We saw on a poster in the village saying that there is a talk soon at the Uley Society. It is on January 20th in the village hall at 7.30pm, entitled: "The history of the local wool trade." The poster said that visitors are welcome so we might go along!

Saturday 8 January 2011

Banks of the Severn

Some nice Winter Sunshine today so an opportunity for a walk down by the Severn avoiding most of the muddy paths by using the towpath of the Sharpness to Gloucester Canal. The old barge amongst the reeds is one of many deliberately grounded between Purton and Sharpness to protect the canal from erosion by the river and known as the Purton Hulks.

Friday 7 January 2011

Birch Catkins

Even though they will not open until the leaves appear on the tree around April the male and female catkins of the Birch tree can be seen already. The bare branches silouetted against the grey winter sky make them clear to see.

Thursday 6 January 2011

Misty Vale

The snow has gone for now and there is mist over the vale looking to May Hill.
Fields are starting to look a little greener already and the days are noticeably lengthening but there is still plenty of winter to go.

Monday 3 January 2011

Snow is back

Just a light fall of snow for us today but the landscape is back in black and white for a while

Forest Bug

The forest bug is a sap feeding shield bug common in UK woodlands and hedgerows.This one had found winter shelter in the woodshed.

Sunday 2 January 2011

Feeding Sheep in the mud

It was very pleasant when the snow covered the countryside and frosts meant that boots were clean after walks. Now we have mud again as here where there are lots of feet the countryside looks dirty and the grass a dull green. In order to keep the sheep in top condition for lambing they need supplementary feeding with hay and the grass disappears in a sea of mud for the time being.
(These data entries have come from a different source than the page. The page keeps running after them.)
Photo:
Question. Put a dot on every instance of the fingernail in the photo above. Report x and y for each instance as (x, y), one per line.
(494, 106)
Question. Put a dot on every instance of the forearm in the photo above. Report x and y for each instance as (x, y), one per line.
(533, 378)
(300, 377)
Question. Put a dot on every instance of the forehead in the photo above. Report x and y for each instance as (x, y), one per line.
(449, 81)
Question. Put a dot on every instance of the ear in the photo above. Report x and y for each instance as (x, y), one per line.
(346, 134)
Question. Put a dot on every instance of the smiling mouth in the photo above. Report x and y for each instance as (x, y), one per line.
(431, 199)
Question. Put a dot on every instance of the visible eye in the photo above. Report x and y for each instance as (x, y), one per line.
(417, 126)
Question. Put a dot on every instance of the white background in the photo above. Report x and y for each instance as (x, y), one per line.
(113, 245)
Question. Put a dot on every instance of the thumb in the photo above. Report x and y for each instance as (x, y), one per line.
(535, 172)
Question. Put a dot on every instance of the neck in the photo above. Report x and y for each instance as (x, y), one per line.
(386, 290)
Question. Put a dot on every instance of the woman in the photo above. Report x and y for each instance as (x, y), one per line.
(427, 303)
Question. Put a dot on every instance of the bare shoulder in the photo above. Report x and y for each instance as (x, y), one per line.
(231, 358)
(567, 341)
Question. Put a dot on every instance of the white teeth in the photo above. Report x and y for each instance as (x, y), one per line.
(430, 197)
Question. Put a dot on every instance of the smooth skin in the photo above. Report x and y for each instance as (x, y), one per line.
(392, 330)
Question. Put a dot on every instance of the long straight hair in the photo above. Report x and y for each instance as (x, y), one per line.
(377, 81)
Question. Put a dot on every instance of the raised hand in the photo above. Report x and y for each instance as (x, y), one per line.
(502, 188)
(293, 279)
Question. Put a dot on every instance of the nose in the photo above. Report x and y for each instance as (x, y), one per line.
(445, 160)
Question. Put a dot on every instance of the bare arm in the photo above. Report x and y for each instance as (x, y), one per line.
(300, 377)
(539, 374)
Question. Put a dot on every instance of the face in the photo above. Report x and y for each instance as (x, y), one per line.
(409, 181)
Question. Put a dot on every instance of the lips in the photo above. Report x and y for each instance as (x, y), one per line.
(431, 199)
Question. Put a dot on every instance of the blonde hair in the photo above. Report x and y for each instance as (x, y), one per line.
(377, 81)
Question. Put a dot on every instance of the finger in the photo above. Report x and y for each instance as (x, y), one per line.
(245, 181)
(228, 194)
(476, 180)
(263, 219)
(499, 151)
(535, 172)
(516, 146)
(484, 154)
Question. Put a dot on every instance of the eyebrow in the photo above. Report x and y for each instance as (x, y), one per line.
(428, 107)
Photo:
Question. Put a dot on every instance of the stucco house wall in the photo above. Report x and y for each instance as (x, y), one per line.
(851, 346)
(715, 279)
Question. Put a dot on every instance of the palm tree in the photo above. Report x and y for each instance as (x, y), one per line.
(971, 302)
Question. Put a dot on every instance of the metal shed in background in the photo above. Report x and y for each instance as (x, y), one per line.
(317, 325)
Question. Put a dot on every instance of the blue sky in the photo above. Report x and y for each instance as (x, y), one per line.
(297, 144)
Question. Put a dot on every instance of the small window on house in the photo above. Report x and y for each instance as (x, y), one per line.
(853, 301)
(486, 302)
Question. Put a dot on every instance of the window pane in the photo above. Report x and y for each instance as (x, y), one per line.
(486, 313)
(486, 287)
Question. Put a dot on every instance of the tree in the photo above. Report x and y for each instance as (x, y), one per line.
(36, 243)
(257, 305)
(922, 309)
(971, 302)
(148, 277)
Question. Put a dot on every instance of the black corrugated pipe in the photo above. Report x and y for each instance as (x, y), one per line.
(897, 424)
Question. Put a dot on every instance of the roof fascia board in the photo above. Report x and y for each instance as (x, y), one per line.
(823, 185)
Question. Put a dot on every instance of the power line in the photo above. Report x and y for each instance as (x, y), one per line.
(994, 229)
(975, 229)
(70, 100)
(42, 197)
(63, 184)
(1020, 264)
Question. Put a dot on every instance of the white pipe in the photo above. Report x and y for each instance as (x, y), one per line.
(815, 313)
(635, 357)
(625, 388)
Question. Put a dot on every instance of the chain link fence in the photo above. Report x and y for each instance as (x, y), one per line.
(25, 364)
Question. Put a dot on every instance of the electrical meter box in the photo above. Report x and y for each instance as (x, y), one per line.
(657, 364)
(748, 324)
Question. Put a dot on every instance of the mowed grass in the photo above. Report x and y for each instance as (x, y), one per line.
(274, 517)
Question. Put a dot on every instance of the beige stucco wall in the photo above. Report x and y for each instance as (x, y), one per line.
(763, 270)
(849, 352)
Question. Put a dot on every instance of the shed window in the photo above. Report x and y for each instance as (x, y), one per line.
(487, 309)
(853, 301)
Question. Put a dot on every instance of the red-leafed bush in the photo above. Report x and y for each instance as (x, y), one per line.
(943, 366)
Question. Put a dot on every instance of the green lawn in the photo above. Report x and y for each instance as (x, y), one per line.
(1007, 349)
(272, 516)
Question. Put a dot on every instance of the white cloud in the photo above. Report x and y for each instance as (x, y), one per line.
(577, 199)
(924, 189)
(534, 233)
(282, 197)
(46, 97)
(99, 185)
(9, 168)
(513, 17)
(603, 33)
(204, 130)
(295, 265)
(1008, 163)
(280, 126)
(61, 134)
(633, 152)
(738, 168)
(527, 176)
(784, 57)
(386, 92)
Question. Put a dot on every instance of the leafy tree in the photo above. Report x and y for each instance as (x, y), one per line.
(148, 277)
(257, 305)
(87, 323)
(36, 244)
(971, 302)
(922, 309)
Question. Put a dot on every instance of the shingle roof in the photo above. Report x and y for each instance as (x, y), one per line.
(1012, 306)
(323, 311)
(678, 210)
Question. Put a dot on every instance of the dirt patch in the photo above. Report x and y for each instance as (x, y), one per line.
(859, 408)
Hopefully as we turn the corner of the year it won't be long until we see the bright spring green grass.

Saturday 1 January 2011

Arum Italicum

Happy New Year to all our followers

Italian Lords and Ladies or Large Cuckoo Pint is one of two species of native Araceae or Arum plant family found in Britain. The leaves push through at this time of year in the hedgerows and woodland looking fresh and clean. Consequently these plants have been introduced into gardens by those who appreciate the fresh new leaves in winter. Later in the year they produce spectacular flower spikes which attract insects inside for pollination followed by the red cluster of berries.